2. GRADE-based guidelines (WHO, NICE, CDC, major professional societies).
3. Pre-registered large RCTs or well-conducted observational studies with rigorous
   confounding control (matching, restriction, propensity scoring, instrumental variables).
4. Mechanistic or small exploratory studies — cite only to provide context, never
   as primary evidence of effect.

When no systematic review exists, say so explicitly and note what the best available
evidence is and why certainty is lower.

### C — Assess methods and bias for key sources
For each major study or synthesis cited, briefly note:
- Study design (RCT, cohort, case-control, cross-sectional, ecological).
- Dominant sources of bias relevant to this design (selection, measurement, confounding,
  attrition, publication bias).
- Limitations affecting generalisability (population, setting, follow-up duration,
  outcome measurement).

Focus on studies that drive your main conclusions.

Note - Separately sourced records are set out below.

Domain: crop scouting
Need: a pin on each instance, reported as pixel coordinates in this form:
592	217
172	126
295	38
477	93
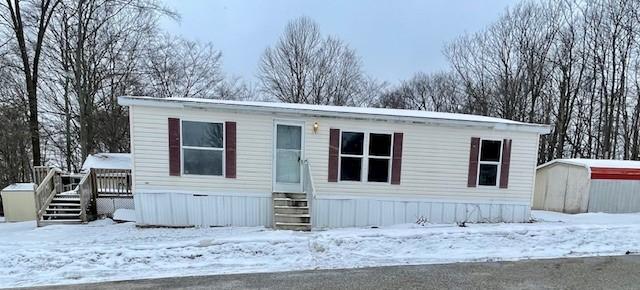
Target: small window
351	151
202	148
489	163
379	157
353	155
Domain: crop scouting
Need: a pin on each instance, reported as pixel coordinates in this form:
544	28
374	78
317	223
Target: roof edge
166	103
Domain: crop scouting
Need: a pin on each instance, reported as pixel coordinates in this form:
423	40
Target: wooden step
65	199
289	195
293	226
291	209
62	215
65	209
298	202
65	204
292	218
59	222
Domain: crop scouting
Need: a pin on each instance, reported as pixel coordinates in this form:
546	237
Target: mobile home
233	163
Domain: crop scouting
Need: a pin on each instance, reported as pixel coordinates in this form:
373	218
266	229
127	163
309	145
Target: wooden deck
59	199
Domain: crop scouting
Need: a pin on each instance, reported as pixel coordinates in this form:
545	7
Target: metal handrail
46	190
309	177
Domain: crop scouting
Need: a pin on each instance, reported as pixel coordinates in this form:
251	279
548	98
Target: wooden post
94	193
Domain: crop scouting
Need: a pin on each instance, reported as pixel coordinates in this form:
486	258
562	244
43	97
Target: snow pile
124	215
107	161
104	250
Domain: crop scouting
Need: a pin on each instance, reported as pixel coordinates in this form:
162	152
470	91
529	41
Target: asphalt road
622	272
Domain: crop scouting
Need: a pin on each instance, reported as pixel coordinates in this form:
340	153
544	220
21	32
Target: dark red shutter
396	162
230	149
472	177
334	144
174	147
506	162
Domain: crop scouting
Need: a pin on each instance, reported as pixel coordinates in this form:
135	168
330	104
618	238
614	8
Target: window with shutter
174	146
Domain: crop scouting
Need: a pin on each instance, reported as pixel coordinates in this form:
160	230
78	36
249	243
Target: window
202	148
355	160
489	163
352	153
379	157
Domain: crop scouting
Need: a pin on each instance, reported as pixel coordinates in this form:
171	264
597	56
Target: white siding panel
434	168
178	209
329	213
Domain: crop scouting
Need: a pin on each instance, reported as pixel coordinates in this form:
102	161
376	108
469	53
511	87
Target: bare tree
29	28
177	67
304	67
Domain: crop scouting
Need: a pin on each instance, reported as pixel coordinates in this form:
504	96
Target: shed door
288	155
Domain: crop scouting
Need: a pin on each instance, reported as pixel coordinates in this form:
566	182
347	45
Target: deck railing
39	173
46	190
309	186
112	182
85	191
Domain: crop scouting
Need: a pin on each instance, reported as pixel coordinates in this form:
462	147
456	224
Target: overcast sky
393	38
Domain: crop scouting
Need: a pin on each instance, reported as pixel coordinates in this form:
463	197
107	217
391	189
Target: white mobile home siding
433	179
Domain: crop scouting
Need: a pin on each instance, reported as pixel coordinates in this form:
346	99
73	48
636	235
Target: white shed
588	185
213	162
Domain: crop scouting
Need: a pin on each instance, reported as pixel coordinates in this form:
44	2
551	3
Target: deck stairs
65	208
291	211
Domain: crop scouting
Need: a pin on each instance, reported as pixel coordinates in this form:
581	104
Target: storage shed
588	185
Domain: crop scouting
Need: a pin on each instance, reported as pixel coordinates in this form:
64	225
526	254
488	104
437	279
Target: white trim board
339	112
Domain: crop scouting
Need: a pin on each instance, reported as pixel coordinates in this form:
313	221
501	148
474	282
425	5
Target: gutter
166	103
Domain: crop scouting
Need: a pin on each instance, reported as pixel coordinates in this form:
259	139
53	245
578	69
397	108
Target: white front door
288	156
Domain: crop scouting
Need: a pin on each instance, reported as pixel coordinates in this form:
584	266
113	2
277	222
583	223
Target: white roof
337	111
108	161
605	163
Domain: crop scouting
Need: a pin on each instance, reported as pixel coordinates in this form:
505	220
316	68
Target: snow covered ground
104	250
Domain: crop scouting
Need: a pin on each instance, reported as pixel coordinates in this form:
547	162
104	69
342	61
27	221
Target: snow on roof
328	110
108	161
20	187
604	163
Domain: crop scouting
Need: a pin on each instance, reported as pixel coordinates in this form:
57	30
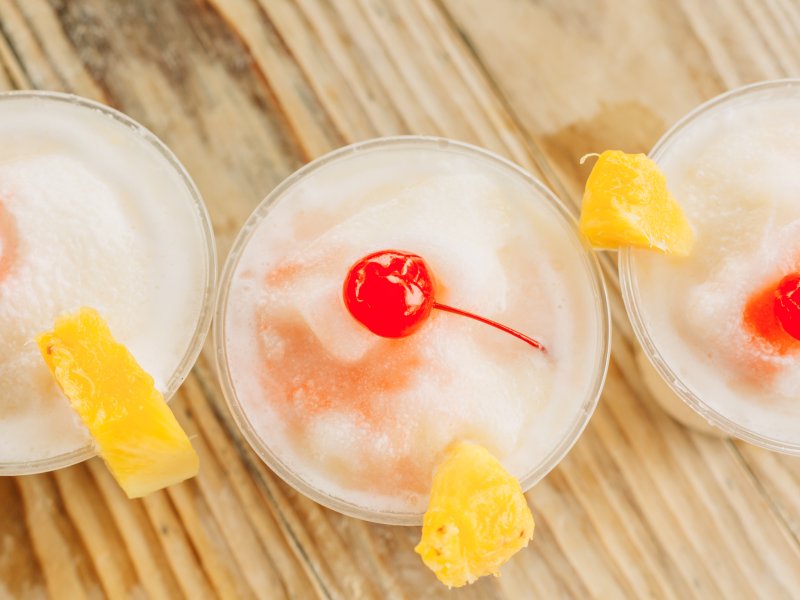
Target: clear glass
538	193
633	303
208	258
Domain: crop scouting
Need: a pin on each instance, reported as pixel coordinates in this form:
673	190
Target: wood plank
245	91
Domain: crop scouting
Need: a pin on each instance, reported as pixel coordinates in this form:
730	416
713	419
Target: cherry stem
495	324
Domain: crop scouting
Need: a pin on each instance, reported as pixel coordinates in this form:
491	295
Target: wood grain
246	91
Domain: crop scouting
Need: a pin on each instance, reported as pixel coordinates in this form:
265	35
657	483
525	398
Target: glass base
669	401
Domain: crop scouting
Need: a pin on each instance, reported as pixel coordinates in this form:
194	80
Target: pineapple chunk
135	432
626	203
477	517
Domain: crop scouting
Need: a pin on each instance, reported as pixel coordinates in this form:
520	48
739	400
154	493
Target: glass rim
543	194
630	285
203	323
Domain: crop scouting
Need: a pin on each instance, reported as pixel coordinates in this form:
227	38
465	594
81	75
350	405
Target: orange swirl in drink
8	242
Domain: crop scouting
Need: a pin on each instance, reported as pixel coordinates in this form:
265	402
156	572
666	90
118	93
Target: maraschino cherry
391	293
787	304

### D — Report effect sizes and GRADE certainty
- Report direction and magnitude of effects in plain language (e.g. "approximately halved
  the risk", "a modest reduction of around 3 mmHg").
- Assign GRADE-like certainty descriptors where appropriate:
  - **High** — multiple consistent, low-bias RCTs or a compelling body of observational evidence.
  - **Moderate** — RCTs with important limitations, or consistent observational evidence with
    some confounding concerns.
  - **Low** — observational studies with serious design problems, or RCTs with very wide
    confidence intervals or major attrition.
  - **Very low** — case reports, expert opinion, or mechanistic reasoning only.
- Explain what drives the certainty rating (e.g. "downgraded for serious risk of bias
  and imprecision across three trials").

### E — Safety guardrails
- Summaries are for **information and discussion only**, never for clinical decisions.
- Direct users to qualified clinicians, pharmacists, or public-health authorities for
  any decision about individual health management.
- When reporting harms or contraindications, be precise and conservative; avoid omitting
  adverse effect data even if it complicates the message.

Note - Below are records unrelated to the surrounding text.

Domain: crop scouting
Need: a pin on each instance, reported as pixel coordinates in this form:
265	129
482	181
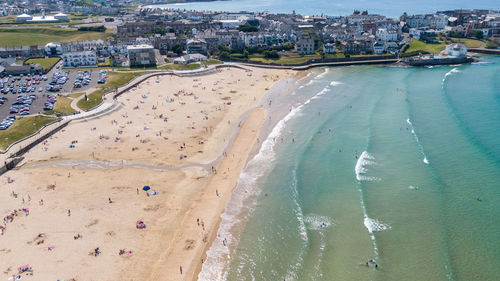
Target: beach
77	199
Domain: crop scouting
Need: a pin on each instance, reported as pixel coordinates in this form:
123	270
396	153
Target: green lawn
22	128
41	36
46	63
115	80
62	107
470	43
211	61
75	95
417	46
294	58
94	99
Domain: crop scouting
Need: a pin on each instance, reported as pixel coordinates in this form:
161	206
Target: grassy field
417	46
470	43
75	95
211	61
41	36
94	99
23	128
115	80
62	107
73	20
294	58
46	63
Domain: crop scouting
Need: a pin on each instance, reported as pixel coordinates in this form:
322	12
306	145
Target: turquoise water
382	163
390	8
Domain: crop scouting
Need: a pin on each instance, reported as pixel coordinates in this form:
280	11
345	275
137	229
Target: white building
415	33
305	45
230	24
456	50
186	59
379	47
141	55
329	48
78	59
387	34
25	18
53	49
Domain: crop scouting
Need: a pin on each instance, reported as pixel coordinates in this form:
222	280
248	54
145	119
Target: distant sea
395	166
389	8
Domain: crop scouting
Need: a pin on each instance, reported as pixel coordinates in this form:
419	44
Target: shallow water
382	163
389	8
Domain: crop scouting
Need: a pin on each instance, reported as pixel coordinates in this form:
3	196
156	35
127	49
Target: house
190	58
196	46
456	50
379	47
305	45
329	48
355	47
25	18
386	34
53	49
78	59
11	67
141	55
120	60
415	33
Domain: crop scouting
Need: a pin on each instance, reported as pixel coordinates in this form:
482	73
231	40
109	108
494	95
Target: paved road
38	104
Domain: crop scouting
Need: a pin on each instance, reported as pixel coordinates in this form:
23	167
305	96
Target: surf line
218	257
372	225
425	160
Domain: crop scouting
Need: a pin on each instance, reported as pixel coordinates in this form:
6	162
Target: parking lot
24	95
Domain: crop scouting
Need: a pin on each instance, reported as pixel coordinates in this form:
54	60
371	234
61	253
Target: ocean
398	167
389	8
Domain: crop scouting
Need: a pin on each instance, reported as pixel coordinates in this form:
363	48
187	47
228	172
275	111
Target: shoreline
187	185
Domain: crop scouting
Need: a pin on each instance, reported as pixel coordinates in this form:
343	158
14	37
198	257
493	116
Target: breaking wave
417	140
360	169
218	256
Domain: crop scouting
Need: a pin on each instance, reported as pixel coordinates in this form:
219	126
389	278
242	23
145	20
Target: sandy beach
188	138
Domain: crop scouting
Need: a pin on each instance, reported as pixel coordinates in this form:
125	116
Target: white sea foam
413	187
417	140
322	74
453	70
298	209
318	222
374	225
360	169
218	256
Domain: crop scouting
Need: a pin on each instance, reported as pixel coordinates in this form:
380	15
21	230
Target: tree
478	34
271	54
159	30
248	28
223	48
224	55
177	48
322	53
288	46
245	54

## Answer skeleton for medical/epi questions

```markdown
**Direct, cautious answer** (2–4 sentences, with citations and explicit certainty signal).

## PICO/PECO framing
State population, intervention/exposure, comparator, and outcomes as framed.

## Summary of current evidence
What systematic reviews and guidelines conclude, with certainty rating.

## Effect sizes — benefits and harms
Plain-language magnitude and direction of effects; key adverse outcomes.

## Certainty and key limitations
GRADE rating, dominant sources of bias or imprecision, and where results may not apply.

## Guideline and policy context (non-prescriptive)
How recognised bodies currently translate the evidence into recommendations; pointers
for professional consultation.
```

## Calibrated uncertainty language

| Phrase | Meaning |
|---|---|
| Strong evidence | Multiple high-quality, consistent, low-bias sources |
| Moderate evidence | Consistent evidence with some methodological limitations |
| Limited evidence | Few studies, small samples, or significant methodological weaknesses |
| Conflicting evidence | Sources genuinely disagree; explain why |
| Expert opinion only | No empirical studies; consensus statements or guidelines alone |
| Evidence gap | No meaningful evidence found; say so rather than interpolating |

## Citation discipline
- Every significant factual claim, statistic, or specific assertion needs a citation.
- Cite inline, immediately after the sentence that relies on external evidence.
- Do not string multiple claims onto one citation at the end of a paragraph.

## Equity as a default lens
Ask: who is included in this evidence? Who is excluded? Whose outcomes are being measured?
Evidence that generalises from narrow populations should be flagged as such, not silently extended.